Il faudrait bien sûr décrire les formes précises et multiples de cette propagation, et pour cela se livrer à une analyse détaillée et exhaustive du travail. Mais je me contenterai de laisser opérer ma mémoire. Ce furet du signe abstrait, je le vois courir aussi bien dans les grandes toiles à “sujet” que dans les dessins, gouaches et gravures. Quelquesfois il traverse le tableau, qu’il divise ou perfore, quelquefois il va se loger, infime, dans un détail : le point lumineux d’un phare, la géométrie incongrue d’un élément urbain dans le paysage. Quelques fois c’est l’incorporation d’une enseigne, d’un signe typographique quelconque, toujours c’est un cadrage, une mise en place de la figure qui la fait tendre vers l’abstrait : là-même où le “sujet” paraît occuper tout le propos, où il semble qu’Hespel se contente de poursuivre cette sorte de discussion avec la peinture que par ailleurs il conduit sans cesse et si bien, la manière de positionner le sujet ou la figure les fait tendre au signe abstrait, jusqu’à ce point limite où c’est “tout le tableau” qui est signé. Que signifie ce signe abstrait, que je décris si mal, mais qui s’effectue si bien dans son travail ? Ce signe a-t-il une signification, ou rejoint-il ce “Zeichen ohne Bedeutung” dont parle Hölderlin ? Il n’est évidemment porteur d’aucun sens, et ne vient en aucune manière ajouter à la peinture ou au dessin sinon on ne sait quel supplément dont ils manqueraient. C’est même tout l’inverse : ce signe abstrait est en réalité des plus concrets. Il est tout entier signature. Il ne signifie rien mais affirme et contresigne : il est comme le point d’exclamation de la peinture, par lequel elle affirme farouchement, obstinément, mais aussi élégamment, et délicatement, les “droits” imprescriptibles de la peinture pure, l’inactualité absolue de son règne propre. Ce fil rouge (incarnat?) du signe abstrait est en réalité un “oui” inconditionnel à la peinture.

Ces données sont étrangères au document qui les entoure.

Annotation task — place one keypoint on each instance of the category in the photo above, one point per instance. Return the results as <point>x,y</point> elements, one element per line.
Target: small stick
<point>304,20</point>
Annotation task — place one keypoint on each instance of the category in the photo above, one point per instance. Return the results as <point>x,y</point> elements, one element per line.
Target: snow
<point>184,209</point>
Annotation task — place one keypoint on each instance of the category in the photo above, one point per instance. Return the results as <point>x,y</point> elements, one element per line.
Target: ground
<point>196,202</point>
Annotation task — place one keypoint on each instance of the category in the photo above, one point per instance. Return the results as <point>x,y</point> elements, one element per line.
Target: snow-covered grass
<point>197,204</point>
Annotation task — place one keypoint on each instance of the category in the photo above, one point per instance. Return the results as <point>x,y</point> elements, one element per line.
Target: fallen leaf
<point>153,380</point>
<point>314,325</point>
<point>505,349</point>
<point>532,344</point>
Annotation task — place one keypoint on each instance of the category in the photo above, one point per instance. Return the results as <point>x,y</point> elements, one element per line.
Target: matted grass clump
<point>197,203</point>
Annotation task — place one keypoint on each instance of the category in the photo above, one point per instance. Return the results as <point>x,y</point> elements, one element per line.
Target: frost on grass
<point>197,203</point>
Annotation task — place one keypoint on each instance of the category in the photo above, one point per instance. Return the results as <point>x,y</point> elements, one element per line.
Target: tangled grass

Il n’est qu’à voir de quelle façon Hespel aime à peindre d’après photo, au sens littéral du terme : comment la peinture à travers lui reprend ses droits à la photographie ou à l’image en général. Il n’y a donc peut-être pas tant de mystère à voir dans l’incarnation d’Hespel en peintre-né. Il jouit tout simplement d’un savoir substantiel concernant la peinture. Et sa peinture, il la signe de ce savoir. Par quoi il la rend elle-même incarnative, c’est-à-dire capable de faire revenir (le mot incarnatif est un vieux terme de médecine qui désigne précisément “la propriété de faire revenir les chairs dans les plaies”), et donc de revenir elle-même toujours et encore. Il n’y a pas entre le peintre et le musicien l’ombre de cette “sublime jalousie” dont parle Mallarmé à propos de l’écrivain et du musicien. J’aime imaginer Grégoire Hespel peindre en écoutant, comme je sais qu’il fait, de la musique. Et ce “signe abstrait” que j’ai voulu pointer, est comme le son en musique, ce par quoi elle se signe elle-même.